プレクリニカル認知症あるいは軽度認知障害(Mild Cognitive Impairment:MCI)と診断されたら

認知症の治療

プレクリニカル認知症は、認知機能の低下を本人が自覚しているが、客観的には認知機能の低下が認められる、という認知機能障害のごくごく初期の症状を言います。

物忘れの症状は、あっても、わずかで、脳内にベータアミロイドやタウタンパクが若干、蓄積し始めてはいるものの、脳細胞のダメージは見られません。この段階で、主に生活習慣病の治療や「非薬物療法」」を積極的に行うことによって、軽度認知症障害や認知症への移行を防ぐことができます。

他方、MCI(軽度認知障害)とは、物忘れなどの症状があり、自覚的にも客観的にも記憶障害が存在するものの、自立した生活が送れており、日常生活や社会生活に大きな支障はない、という状態です。

しかし、MCIと診断された人の一部は、認知症に移行することがあります。MCIから認知症に移行する割合は、健康な人に比べて高くなっており、そのリスクは高いと言えます。

ただ、MCIは認知症の発症前の段階ということもあり、早期発見・早期予防によって、正常範囲に回復する見込みがあるのではないか、発症を遅らせたり、進行をゆるやかにすることが可能なのではないかと考えられています。

まずは、認知機能の回復が肝要ですが、そのためには、「非薬物療法」で、身体的機能と認知機能の活性化を促すことが推奨されています。

認知機能低下の予防法としての非薬物療法とは?

認知機能低下の予防法としては、運動療法、認知刺激トレーニング療法、回想法などが主要な非薬物療法と言われています。

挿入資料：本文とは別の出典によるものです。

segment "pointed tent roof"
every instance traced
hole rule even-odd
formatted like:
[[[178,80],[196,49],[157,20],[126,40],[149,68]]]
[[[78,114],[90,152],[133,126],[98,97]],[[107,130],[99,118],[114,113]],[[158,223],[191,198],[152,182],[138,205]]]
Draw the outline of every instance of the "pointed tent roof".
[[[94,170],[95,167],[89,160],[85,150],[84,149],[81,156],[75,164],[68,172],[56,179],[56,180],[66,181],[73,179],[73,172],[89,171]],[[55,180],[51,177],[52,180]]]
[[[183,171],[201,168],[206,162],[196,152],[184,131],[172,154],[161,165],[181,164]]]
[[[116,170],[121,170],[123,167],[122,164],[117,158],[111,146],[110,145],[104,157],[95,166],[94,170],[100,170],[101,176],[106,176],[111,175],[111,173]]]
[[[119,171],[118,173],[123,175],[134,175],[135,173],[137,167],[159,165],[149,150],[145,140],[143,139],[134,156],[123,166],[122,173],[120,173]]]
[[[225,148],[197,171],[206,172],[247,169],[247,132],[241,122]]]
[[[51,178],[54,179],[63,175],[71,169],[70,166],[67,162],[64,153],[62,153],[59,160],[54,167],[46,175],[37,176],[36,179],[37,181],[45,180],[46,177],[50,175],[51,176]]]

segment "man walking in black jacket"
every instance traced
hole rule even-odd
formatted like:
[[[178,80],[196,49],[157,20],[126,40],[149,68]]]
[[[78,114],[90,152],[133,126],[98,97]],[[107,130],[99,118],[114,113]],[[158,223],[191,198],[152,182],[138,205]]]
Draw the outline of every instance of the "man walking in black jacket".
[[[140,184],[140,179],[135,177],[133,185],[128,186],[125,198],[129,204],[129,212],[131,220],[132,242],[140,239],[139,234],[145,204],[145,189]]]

これらの非薬物療法は、海馬での神経新生に欠かせない条件ではあるものの、その新しい神経が成熟し、成長するためには脳が必要とする栄養を脳に与えなければなりません。必要な栄養が腸から確実に吸収されて、血液に乗って必要な細胞に届けられれば、細胞のひとつひとつが元気を取り戻します。

また、認知症の発症リスクを高める糖尿病・高血圧・脂質異常症などの改善には、食生活の見直しが不可欠です。食生活は、正常な脳機能を支える最も基本的な土台と言えるでしょう。

非薬物療法としての食生活の改善

私たちの記憶や認知能力が、高齢になっても良好な状態を保ち続けるためには、栄養のある食品・栄養素・特定のホルモンなどが必要です。脳の記憶を司る海馬が必要とする主な要素は、以下の3点です。

  1. 神経が発達するのに必要な構成物質
  2. エネルギー源
  3. 保護成分

≫「海馬を活性化する食生活」の詳細はこちら

脳の健康は食事から

認知症と食事の関連性についての研究は多岐にわたりますが、その中で注目を浴びているのが、地中海式食事法です。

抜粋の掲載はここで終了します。